Can someone break this down further please?

[predondo]

I'm taking an online algebra course for college credit and working through the textbook. This is an example in the textbook that I'm having trouble understanding:
(4t - 5/4s) - (2/3t + 2s) becomes somehow through the distributive property? :
4t - 4(t - 5/4s) - (2/3t + 2s) or maybe this is the step with the distributive property?
4t - 5/4s - 2/3t - 2s at this point I can understand how the commutative property gets used to obtain
4t - 2/3t - 5/4s - 2s and then just simplify (I'll skip that step here)
it's the first two steps that I'm having trouble wrapping my head around, any help is greatly appreciated.

 

[Deleted member 4993]

I'm taking an online algebra course for college credit and working through the textbook. This is an example in the textbook that I'm having trouble understanding:
(4t - 5/4s) - (2/3t + 2s) becomes somehow through the distributive property? :
4t - 4(t - 5/4s) - (2/3t + 2s) or maybe this is the step with the distributive property?
4t - 5/4s - 2/3t - 2s at this point I can understand how the commutative property gets used to obtain
4t - 2/3t - 5/4s - 2s and then just simplify (I'll skip that step here)
it's the first two steps that I'm having trouble wrapping my head around, any help is greatly appreciated.

I think your original problem is:

4(t - 5/4s) - (2/3t + 2s)...................... you may have misplaced the first "("

Can you take a photo of the worked-out problem and post it?

Please let us know....

 

[Harry_the_cat]

(4t - 5/4s) - (2/3t + 2s) becomes somehow through the distributive property? :
4t - 4(t - 5/4s) - (2/3t + 2s) or maybe this is the step with the distributive property?

Can you please check that you have typed this out correctly? Those expressions are NOT equal.

 

[predondo]

I think your original problem is:

4(t - 5/4s) - (2/3t + 2s)...................... you may have misplaced the first "("

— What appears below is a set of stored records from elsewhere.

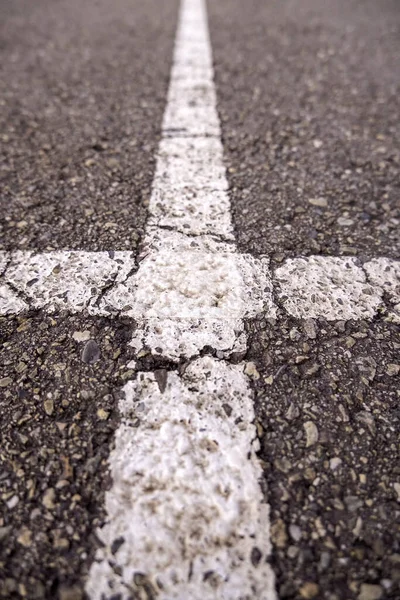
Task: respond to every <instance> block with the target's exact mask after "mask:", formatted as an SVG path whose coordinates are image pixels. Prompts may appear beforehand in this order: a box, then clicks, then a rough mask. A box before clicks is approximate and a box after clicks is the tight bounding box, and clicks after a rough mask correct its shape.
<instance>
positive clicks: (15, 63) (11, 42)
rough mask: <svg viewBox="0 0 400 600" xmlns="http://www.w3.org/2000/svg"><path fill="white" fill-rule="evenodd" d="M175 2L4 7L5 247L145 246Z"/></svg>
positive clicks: (38, 2) (135, 0) (1, 167)
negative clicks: (148, 208)
mask: <svg viewBox="0 0 400 600" xmlns="http://www.w3.org/2000/svg"><path fill="white" fill-rule="evenodd" d="M177 9H178V1H177V0H172V1H171V2H159V1H157V0H149V1H146V2H141V1H140V0H134V1H133V2H129V1H128V0H117V1H116V2H112V3H110V2H107V1H106V0H98V1H92V0H87V1H85V2H80V1H78V0H72V1H66V0H62V1H60V2H49V1H48V0H38V1H37V2H28V1H25V0H16V1H9V0H5V1H4V2H2V3H1V7H0V52H1V60H0V97H1V103H0V142H1V144H0V165H1V166H0V187H1V190H2V191H1V196H0V207H1V210H2V217H3V218H2V219H1V231H0V239H1V242H0V243H1V246H0V247H1V248H2V249H9V250H12V249H23V248H25V249H35V250H47V249H61V250H68V249H69V250H78V249H80V250H118V249H121V250H126V249H127V250H135V249H136V247H137V244H138V241H139V240H140V237H141V235H142V231H143V226H144V223H145V220H146V206H147V204H148V201H149V197H150V191H151V182H152V179H153V170H154V165H155V163H154V161H155V158H154V157H155V151H156V149H157V144H158V140H159V132H160V127H161V119H162V115H163V111H164V106H165V102H166V92H167V86H168V79H169V71H170V65H171V59H172V48H173V39H174V35H175V27H176V18H177Z"/></svg>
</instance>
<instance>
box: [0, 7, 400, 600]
mask: <svg viewBox="0 0 400 600" xmlns="http://www.w3.org/2000/svg"><path fill="white" fill-rule="evenodd" d="M177 8H178V0H168V2H162V1H161V0H146V2H141V1H140V0H130V1H128V0H116V1H115V2H107V1H106V0H84V1H83V2H78V0H70V1H67V0H58V1H57V2H51V1H50V0H35V2H29V0H2V2H1V4H0V210H1V217H2V218H1V221H0V226H1V228H2V229H1V230H0V236H1V237H0V249H7V250H14V249H27V250H41V251H42V250H49V249H61V250H62V249H82V250H104V249H109V250H125V249H129V250H133V251H136V249H137V247H138V244H139V242H140V239H141V237H142V235H143V229H144V226H145V222H146V217H147V214H146V210H147V209H146V207H147V203H148V200H149V196H150V190H151V182H152V178H153V172H154V166H155V152H156V148H157V143H158V140H159V136H160V125H161V118H162V114H163V110H164V107H165V102H166V91H167V86H168V77H169V71H170V65H171V60H172V48H173V39H174V34H175V27H176V18H177ZM208 8H209V13H210V28H211V37H212V45H213V53H214V60H215V72H216V84H217V93H218V109H219V113H220V117H221V120H222V130H223V142H224V151H225V158H226V163H227V168H228V179H229V183H230V189H231V201H232V208H233V218H234V225H235V230H236V237H237V241H238V245H239V249H240V250H241V251H243V252H249V253H251V254H254V255H255V256H260V255H264V254H267V255H268V256H270V257H271V259H272V267H273V268H275V267H276V266H278V265H279V264H280V263H281V262H282V260H283V259H284V258H286V257H289V256H300V255H309V254H316V253H317V254H324V255H347V254H350V255H353V256H356V257H359V258H360V259H361V260H364V259H365V258H373V257H375V256H389V257H394V258H398V257H399V254H400V252H399V250H400V248H399V224H400V216H399V205H400V196H399V190H400V178H399V173H400V118H399V117H400V94H399V92H400V90H399V87H400V86H399V84H400V35H399V34H400V5H399V4H398V2H397V1H396V0H376V1H375V0H347V1H346V0H331V1H330V2H328V1H327V0H283V1H282V0H281V1H279V0H268V1H267V0H247V2H246V3H245V2H244V1H243V0H218V1H213V2H211V0H210V1H209V2H208ZM246 327H247V333H248V338H249V350H248V353H247V356H245V357H244V360H245V361H251V362H254V364H255V369H251V370H250V371H251V372H252V373H253V375H252V386H253V390H254V398H255V408H256V415H257V431H258V434H259V438H260V443H261V450H260V459H261V461H262V467H263V470H264V475H265V478H264V480H263V482H262V484H263V489H264V491H265V496H266V499H267V501H268V502H269V503H270V505H271V521H272V542H273V555H272V558H271V562H272V565H273V568H274V571H275V573H276V577H277V589H278V593H279V597H280V599H281V600H284V599H285V600H304V599H305V600H307V599H315V600H399V598H400V542H399V540H400V530H399V523H400V504H399V502H400V467H399V465H400V456H399V447H398V440H399V432H400V428H399V421H400V412H399V404H398V403H399V376H400V375H399V374H400V358H399V356H400V352H399V351H400V333H399V327H398V326H396V325H395V324H393V323H391V322H389V320H388V319H387V316H386V315H385V313H382V314H379V315H378V316H377V317H376V319H374V320H373V321H372V322H364V321H358V322H353V321H349V322H330V323H329V322H326V321H324V320H323V319H321V320H318V321H317V320H315V321H312V320H308V321H300V320H296V319H292V318H290V317H288V316H287V315H285V314H284V312H283V311H281V310H280V312H279V319H278V320H277V321H274V320H266V319H264V318H263V316H262V315H260V316H259V317H258V318H256V319H253V320H251V321H249V322H248V323H247V324H246ZM133 328H134V323H132V322H128V321H125V320H123V319H119V318H116V319H102V318H94V317H88V316H87V315H80V316H70V315H64V314H58V315H52V316H49V315H44V314H43V313H40V312H32V313H29V314H27V315H23V316H20V317H15V318H13V317H8V318H4V319H1V320H0V337H1V341H0V354H1V356H0V412H1V416H2V417H1V422H0V439H1V448H0V502H1V503H2V504H1V510H0V598H2V599H4V600H9V599H11V600H14V599H15V600H22V599H27V600H41V599H46V600H83V598H84V592H83V586H84V579H85V575H86V573H87V570H88V568H89V566H90V563H91V561H92V559H93V556H94V552H95V550H96V547H97V543H98V542H97V539H96V534H95V532H96V529H97V528H98V527H99V526H101V524H102V523H103V522H104V518H105V513H104V504H103V502H104V492H105V490H106V489H107V487H108V485H109V483H110V481H109V476H108V472H107V457H108V455H109V452H110V450H111V448H112V445H113V435H114V431H115V429H116V427H117V425H118V412H117V403H118V399H119V395H120V393H121V388H122V386H123V384H124V383H125V381H126V380H127V379H132V378H134V376H135V372H134V369H133V368H131V367H129V361H130V360H131V359H133V358H135V357H134V353H133V349H131V348H129V346H128V341H129V339H130V337H131V335H132V330H133ZM82 338H85V339H82ZM79 340H81V341H79ZM89 340H92V341H89ZM204 351H205V352H211V353H213V350H212V349H210V348H208V349H205V350H204ZM181 367H182V365H179V368H181ZM158 369H176V365H173V364H170V363H168V362H166V361H164V362H163V361H162V360H161V359H159V358H157V357H151V356H144V357H142V358H141V359H140V360H139V361H138V362H137V365H136V370H158ZM395 484H396V485H397V486H398V487H395ZM188 600H190V599H188Z"/></svg>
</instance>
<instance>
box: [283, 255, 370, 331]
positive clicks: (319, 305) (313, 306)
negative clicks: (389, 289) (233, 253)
mask: <svg viewBox="0 0 400 600" xmlns="http://www.w3.org/2000/svg"><path fill="white" fill-rule="evenodd" d="M275 278H276V280H277V282H278V283H279V292H278V296H279V298H280V299H281V301H282V303H283V305H284V307H285V310H287V311H288V313H289V314H291V315H292V316H294V317H297V318H307V317H313V318H318V317H322V316H323V317H325V319H328V320H335V319H340V320H348V319H371V318H372V317H373V316H374V315H375V314H376V311H377V309H378V307H379V305H380V304H381V303H382V288H381V287H376V286H372V285H370V284H369V283H367V277H366V274H365V272H364V270H363V269H362V268H361V267H359V266H358V265H357V262H356V260H355V259H354V258H344V259H343V258H336V257H331V256H312V257H309V258H295V259H290V260H287V261H286V262H285V264H284V265H283V266H282V267H280V268H279V269H277V270H276V272H275Z"/></svg>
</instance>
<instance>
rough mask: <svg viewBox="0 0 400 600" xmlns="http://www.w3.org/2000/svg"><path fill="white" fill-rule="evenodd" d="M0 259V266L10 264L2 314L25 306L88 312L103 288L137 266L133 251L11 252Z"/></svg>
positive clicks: (12, 311)
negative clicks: (133, 255)
mask: <svg viewBox="0 0 400 600" xmlns="http://www.w3.org/2000/svg"><path fill="white" fill-rule="evenodd" d="M2 258H3V265H5V264H6V263H7V261H8V263H9V264H8V266H7V270H6V276H5V284H4V286H3V294H2V295H0V313H1V314H9V313H11V312H16V313H17V312H21V311H22V310H26V309H27V308H28V307H29V308H34V309H44V310H46V311H47V312H55V311H60V310H66V311H68V312H71V313H74V312H81V311H83V310H85V309H86V310H89V311H90V308H91V307H95V305H96V302H97V301H98V299H99V297H100V295H101V293H102V291H103V290H106V289H107V288H108V286H109V285H111V284H112V283H114V284H116V283H118V282H123V281H124V280H125V278H126V277H128V275H129V274H130V273H131V272H132V270H135V268H136V266H135V259H134V256H133V253H132V252H47V253H43V254H35V253H34V252H13V253H11V254H9V255H6V253H3V257H2ZM18 294H20V296H18ZM13 298H14V299H15V301H16V303H17V304H16V305H15V306H13V304H12V299H13ZM94 310H95V309H94ZM105 314H106V313H105Z"/></svg>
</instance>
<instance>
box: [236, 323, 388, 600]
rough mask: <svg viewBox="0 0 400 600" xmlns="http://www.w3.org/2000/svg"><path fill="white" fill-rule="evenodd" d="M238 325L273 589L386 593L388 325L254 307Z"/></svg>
mask: <svg viewBox="0 0 400 600" xmlns="http://www.w3.org/2000/svg"><path fill="white" fill-rule="evenodd" d="M247 333H248V335H249V351H248V354H247V356H246V359H247V360H250V361H252V362H253V363H254V365H255V369H254V372H253V388H254V392H255V409H256V419H257V423H258V434H259V437H260V441H261V451H260V458H261V460H262V462H263V466H264V475H265V480H264V484H265V493H266V498H267V500H268V502H269V503H270V506H271V535H272V543H273V547H274V551H273V563H272V564H273V568H274V570H275V574H276V577H277V591H278V594H279V597H280V598H281V599H291V600H295V599H296V600H298V599H299V600H300V599H301V598H318V599H319V598H321V599H322V598H323V599H326V600H343V599H345V598H346V599H349V600H350V599H357V600H372V599H374V598H382V599H383V598H385V599H391V600H396V599H397V598H399V597H400V568H399V566H400V545H399V540H400V504H399V502H400V468H399V465H400V455H399V445H398V440H399V431H400V414H399V408H398V404H399V390H400V387H399V376H400V360H399V356H400V332H399V328H398V326H396V325H394V324H392V323H390V322H387V321H385V319H383V318H377V319H375V320H374V321H373V322H368V321H363V320H361V321H336V322H328V321H325V320H323V319H319V320H316V319H307V320H297V319H293V318H288V317H283V318H282V319H279V320H277V321H275V320H272V319H267V320H266V319H263V318H262V317H260V318H257V319H253V320H252V321H249V322H248V324H247ZM368 586H372V587H368ZM374 586H375V587H374ZM368 594H370V595H368ZM374 594H376V595H374Z"/></svg>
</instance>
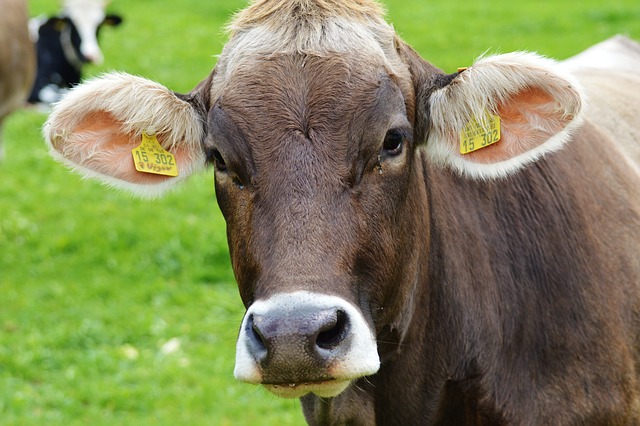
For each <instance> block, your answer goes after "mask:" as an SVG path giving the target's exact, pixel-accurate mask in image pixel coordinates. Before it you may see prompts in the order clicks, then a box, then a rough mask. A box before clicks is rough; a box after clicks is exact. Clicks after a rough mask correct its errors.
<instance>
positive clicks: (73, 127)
mask: <svg viewBox="0 0 640 426" xmlns="http://www.w3.org/2000/svg"><path fill="white" fill-rule="evenodd" d="M92 111H105V112H109V113H111V114H112V115H113V117H114V118H115V119H116V120H119V121H121V122H122V131H123V132H125V133H134V134H142V132H146V133H148V134H159V133H161V134H164V135H165V136H166V139H165V141H164V143H163V147H164V148H165V149H171V148H172V147H174V146H175V145H176V144H178V143H186V144H191V145H200V144H201V142H202V140H203V137H204V126H203V123H202V119H201V118H200V116H199V114H196V113H195V111H194V110H193V107H192V106H191V104H189V103H188V102H186V101H183V100H181V99H179V98H178V97H177V96H176V95H175V94H174V93H173V92H172V91H170V90H169V89H167V88H166V87H164V86H163V85H161V84H159V83H156V82H153V81H150V80H147V79H145V78H142V77H137V76H133V75H130V74H126V73H117V72H116V73H109V74H105V75H103V76H101V77H98V78H95V79H93V80H89V81H87V82H85V83H83V84H81V85H79V86H76V87H75V88H74V89H72V90H71V91H70V92H69V93H68V94H67V95H66V96H65V97H64V98H63V99H62V100H61V101H60V102H58V103H57V104H56V105H55V106H54V108H53V111H52V113H51V115H50V116H49V119H48V120H47V122H46V123H45V127H44V133H45V137H46V138H47V142H48V143H49V144H50V145H51V142H52V141H53V140H54V139H55V138H58V137H64V135H66V134H69V133H70V132H71V131H72V130H73V129H74V128H75V127H76V126H77V125H78V124H79V123H80V122H81V120H82V119H83V118H84V117H85V116H86V115H87V114H90V113H91V112H92Z"/></svg>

Can take a photo of the worked-out problem and post it?

Please let us know....

Here it is:

 

[predondo]

Can you please check that you have typed this out correctly? Those expressions are NOT equal.

I answered Subhotosh with a screenshot of the texbooks problem above

 

[topsquark]

Distributive property: a(b + c) = ab + ac
[imath]4 \left ( t - \dfrac{t}{4} s \right ) = 4t - 4 \cdot \dfrac{5}{4}s = 4t- 5s[/imath]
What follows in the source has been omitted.